A ação no STF que pode liberar o uso de maconha – mas não como quer Anitta
Processo discute a revogação de artigo da Lei Antidrogas que proíbe compra, armazenamento e transporte para consumo pessoal, mas está parado desde 2015

Parado há quase sete anos no plenário do Supremo Tribunal Federal (STF), o julgamento da descriminalização do uso de maconha tem sido postergado ao longo das gestões dos ministros Dias Toffoli e Luiz Fux na presidência da Corte. O tema voltou ao debate público após a cantora Anitta pedir o fim da proibição durante uma live e também o apoio do ex-presidente Luiz Inácio Lula da Silva (PT) à causa — pedido que já gerou críticas do presidente Jair Bolsonaro (PL).

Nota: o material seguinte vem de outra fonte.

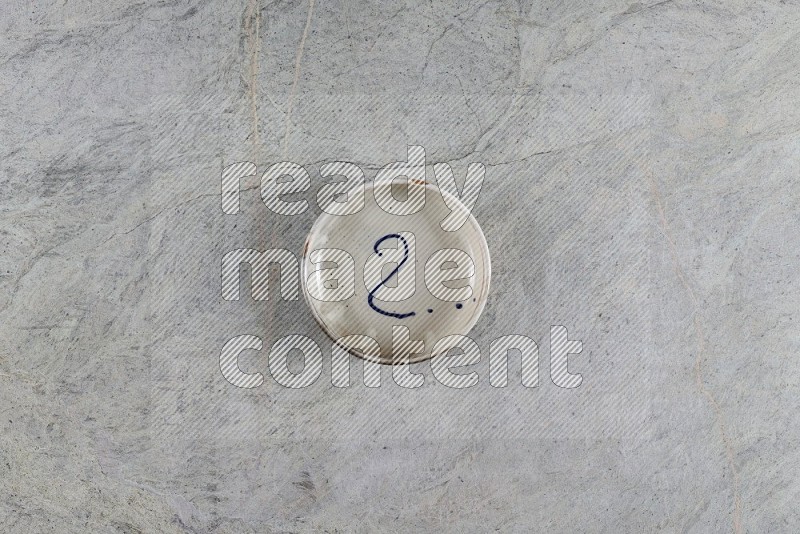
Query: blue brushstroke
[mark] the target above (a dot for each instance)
(395, 271)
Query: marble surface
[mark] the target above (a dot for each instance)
(642, 166)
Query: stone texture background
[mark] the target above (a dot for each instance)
(642, 163)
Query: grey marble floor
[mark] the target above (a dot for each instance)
(641, 188)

O julgamento, que pode permitir o porte de drogas para uso pessoal, tem três votos favoráveis no plenário do tribunal. O relator da ação é o ministro Gilmar Mendes, que em 2015 já se posicionou favoravelmente à descriminalização. Edson Fachin e Luís Roberto Barroso também votaram no mesmo sentido. O julgamento, porém, foi paralisado após um pedido de vistas do ministro Teori Zavascki, em outubro de 2015. O processo ficou em análise no seu gabinete até janeiro de 2017, quando ele morreu em um acidente de avião. Nomeado para a vaga de Zavascki, o ministro Alexandre de Moraes ficou com o processo até novembro de 2018 e então o devolveu ao plenário da Corte. A partir desse momento, a ação ficou liberada para voltar a julgamento pelos onze ministros, mas isso não ocorreu desde então.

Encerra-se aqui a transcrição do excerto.